Point Break a clairement vieilli : il porte en lui toute une imagerie 80’s assez pesante, des filtres bleus aux personnages caricaturaux, des chemisettes aux chevelures d’un goût douteux, des répliques testostéronnées au jeu globalement pathétique des comédiens. On peut s’en amuser, vibrer au son de cette B.O qui suinte bon l’Amérique, et ne pas attendre grand-chose d’autre.
Utah, coincé du fondement, livre une partition crypto gay qui ne dit pas son nom, et qui de fait ne va pas desserrer la couenne deux heures durant. Bodhi, gourou en plastique, serait plus convainquant dans une pub pour les laboratoires Schwarzkopf que dans son discours alter du pauvre.
Seulement voilà, reconnaissons-le, il y a aux commandes une femme qui a quelque chose à dire avec sa caméra. Dès l’immersion dans les bureaux du FBI, on peut faire fi des dialogues éculés pour se concentrer sur la mise en scène, et tout fonctionne : nervosité, fluidité, occupation de l’espace.

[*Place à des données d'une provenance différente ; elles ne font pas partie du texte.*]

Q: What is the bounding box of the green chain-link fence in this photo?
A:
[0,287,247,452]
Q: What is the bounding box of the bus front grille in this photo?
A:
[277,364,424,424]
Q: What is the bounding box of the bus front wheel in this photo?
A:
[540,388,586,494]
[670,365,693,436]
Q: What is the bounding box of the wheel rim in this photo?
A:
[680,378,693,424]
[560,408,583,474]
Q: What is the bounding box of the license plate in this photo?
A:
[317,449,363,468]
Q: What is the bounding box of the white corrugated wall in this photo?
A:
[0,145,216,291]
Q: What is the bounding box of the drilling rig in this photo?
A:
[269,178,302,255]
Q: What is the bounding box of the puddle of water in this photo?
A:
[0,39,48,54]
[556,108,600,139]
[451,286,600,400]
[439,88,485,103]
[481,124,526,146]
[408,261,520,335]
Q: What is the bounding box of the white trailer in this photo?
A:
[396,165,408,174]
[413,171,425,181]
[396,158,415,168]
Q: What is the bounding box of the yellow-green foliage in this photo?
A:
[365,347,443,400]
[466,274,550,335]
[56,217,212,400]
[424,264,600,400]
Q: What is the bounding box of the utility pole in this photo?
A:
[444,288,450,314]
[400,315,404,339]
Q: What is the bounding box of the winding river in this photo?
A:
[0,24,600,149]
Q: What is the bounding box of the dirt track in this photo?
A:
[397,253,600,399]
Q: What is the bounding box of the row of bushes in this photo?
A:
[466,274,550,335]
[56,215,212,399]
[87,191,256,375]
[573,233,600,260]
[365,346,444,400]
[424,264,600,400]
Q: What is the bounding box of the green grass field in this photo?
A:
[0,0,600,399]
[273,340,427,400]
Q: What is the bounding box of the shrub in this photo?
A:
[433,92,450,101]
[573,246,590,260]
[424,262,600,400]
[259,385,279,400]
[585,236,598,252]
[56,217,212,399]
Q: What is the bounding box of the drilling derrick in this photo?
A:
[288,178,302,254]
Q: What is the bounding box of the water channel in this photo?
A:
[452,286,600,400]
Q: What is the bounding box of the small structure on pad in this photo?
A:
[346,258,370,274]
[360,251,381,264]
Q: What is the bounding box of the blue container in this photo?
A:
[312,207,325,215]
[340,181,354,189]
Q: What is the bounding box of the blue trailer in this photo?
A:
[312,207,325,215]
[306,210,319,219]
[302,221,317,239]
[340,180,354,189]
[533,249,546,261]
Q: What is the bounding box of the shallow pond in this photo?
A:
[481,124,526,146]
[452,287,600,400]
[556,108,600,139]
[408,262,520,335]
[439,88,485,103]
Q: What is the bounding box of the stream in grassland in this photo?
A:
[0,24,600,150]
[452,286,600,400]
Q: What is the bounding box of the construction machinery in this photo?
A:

On retrouvera cette tension lors de l’assaut de la maison, par un savant montage entre l’extérieur et l’intérieur, qui conduit à des malentendus et un carnage que seul le spectateur savait évitable. Cette omniscience parfaitement gérée, Kathryn Bigelow la prolonge dans une course poursuite traversant jardins, maisons et vérandas, avec une efficacité redoutable, durant laquelle on est prêts à tout oublier, tout pardonner.
Finalement, ces chutes dans le vide, ces braquages masqués, ces motos et ces vagues, ces discours moisis ne sont que des prétextes, des leviers pour la naissance d’une grande cinéaste, qui s’exprimera par la suite avec une retenue de plus en plus maîtrisée. Il semblerait qu’il fallait en passer par là. Une trajectoire passionnante, et un retour aux sources d’une véritable leçon de mise en scène, capable de transcender les limites de son sujet.